Wcześniej informowano, że firma wprowadzi mnóstwo nowych funkcji AI wraz z wydaniem iOS 19 pod koniec tego roku, w tym uaktualnienia Apple Intelligence, a także ulepszenia Siri. Obecnie słyszmy, że, że Apple opóźniło główne funkcje iOS 19 i nie ma konkretnych ram czasowych wydania.

iOS będzie się zmieniać, ale powoli

Początkowo sądzono, że Siri LLM będzie dostępna w 2026 roku wraz z wydaniem iOS 19.4. W swoim najnowszym biuletynie “Power On” Mark Gurman z Bloomberga twierdzi, że firma ma opóźnienia nie tylko w przypadku samej Siri, ale również i głównych funkcji iOS 19. Dlatego jest mało prawdopodobne, aby Apple ogłosiło jej nową inkarnację na WWDC (w czerwcu tego roku). Zakłada, że pojawi się dopiero jako część iOS 20 w 2026 roku.
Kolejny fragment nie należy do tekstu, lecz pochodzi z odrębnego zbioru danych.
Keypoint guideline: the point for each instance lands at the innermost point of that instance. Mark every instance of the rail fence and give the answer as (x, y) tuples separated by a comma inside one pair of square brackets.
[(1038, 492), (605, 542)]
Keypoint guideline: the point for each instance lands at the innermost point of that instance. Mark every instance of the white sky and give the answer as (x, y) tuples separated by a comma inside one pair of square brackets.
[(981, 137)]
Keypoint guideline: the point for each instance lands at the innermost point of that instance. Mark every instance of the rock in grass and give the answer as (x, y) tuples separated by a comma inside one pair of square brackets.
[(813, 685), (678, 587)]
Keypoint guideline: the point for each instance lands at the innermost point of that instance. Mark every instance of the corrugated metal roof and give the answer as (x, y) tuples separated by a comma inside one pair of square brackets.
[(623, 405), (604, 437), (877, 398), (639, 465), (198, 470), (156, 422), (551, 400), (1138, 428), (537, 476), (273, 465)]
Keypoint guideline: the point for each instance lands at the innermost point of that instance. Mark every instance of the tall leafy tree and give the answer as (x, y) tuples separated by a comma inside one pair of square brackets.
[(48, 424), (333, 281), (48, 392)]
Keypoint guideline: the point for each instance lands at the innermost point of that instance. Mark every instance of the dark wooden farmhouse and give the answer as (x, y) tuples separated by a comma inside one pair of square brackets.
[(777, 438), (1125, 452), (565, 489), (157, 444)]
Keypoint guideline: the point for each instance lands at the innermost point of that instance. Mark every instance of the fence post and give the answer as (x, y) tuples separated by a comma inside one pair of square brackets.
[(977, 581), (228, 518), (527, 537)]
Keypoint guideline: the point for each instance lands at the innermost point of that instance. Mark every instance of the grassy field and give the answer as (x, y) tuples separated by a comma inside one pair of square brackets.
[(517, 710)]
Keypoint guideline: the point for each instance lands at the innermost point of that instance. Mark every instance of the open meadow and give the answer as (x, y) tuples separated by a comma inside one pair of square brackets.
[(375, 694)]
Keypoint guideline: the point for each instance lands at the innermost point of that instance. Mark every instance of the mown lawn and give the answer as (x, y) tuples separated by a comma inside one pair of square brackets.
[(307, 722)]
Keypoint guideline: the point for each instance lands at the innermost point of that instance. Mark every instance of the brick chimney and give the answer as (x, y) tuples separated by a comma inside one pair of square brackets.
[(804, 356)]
Apple ma problemy z nadążaniem za takimi rozwiązaniami, jak ChatGPT i ogólnymi funkcjami generatywnej AI wprowadzonymi w branży. Nie oznacza to jednak, że Siri nie otrzyma żadnych ulepszeń – pojawią się “pod maską”, co pozwoli jej obsługiwać złożone zapytania. Apple nie konkuruje na polu SI, dlatego korzysta z rozwiązań innych. Przykładem integracja ChatGPT z Siri w iOS 18.2. Pozwoli to użytkownikom korzystać z zaawansowanego generatywnego asystenta SI, dopóki Siri nie będzie samodzielna – o ile kiedykolwiek to się stanie.

Siri w iOS

Czytaj też: iOS daje już dostęp do sklepów z aplikacjami innych firm, ale pod pewnymi warunkami

Apple planowało również udostępnić szereg nowych funkcji w iOS 18.5, w tym świadomość na ekranie, zrozumienie kontekstu osobistego i głębszą integrację w aplikacji. Spekulowano, że aktualizacja pojawi się wraz z iOS 18.4, ale firma zmaga się z ogólnymi opóźnieniami, które są również widoczne w bieżących pracach nad oprogramowaniem. Dlatego zmiany będą, ale wprowadzanie ich będzie dość powolne.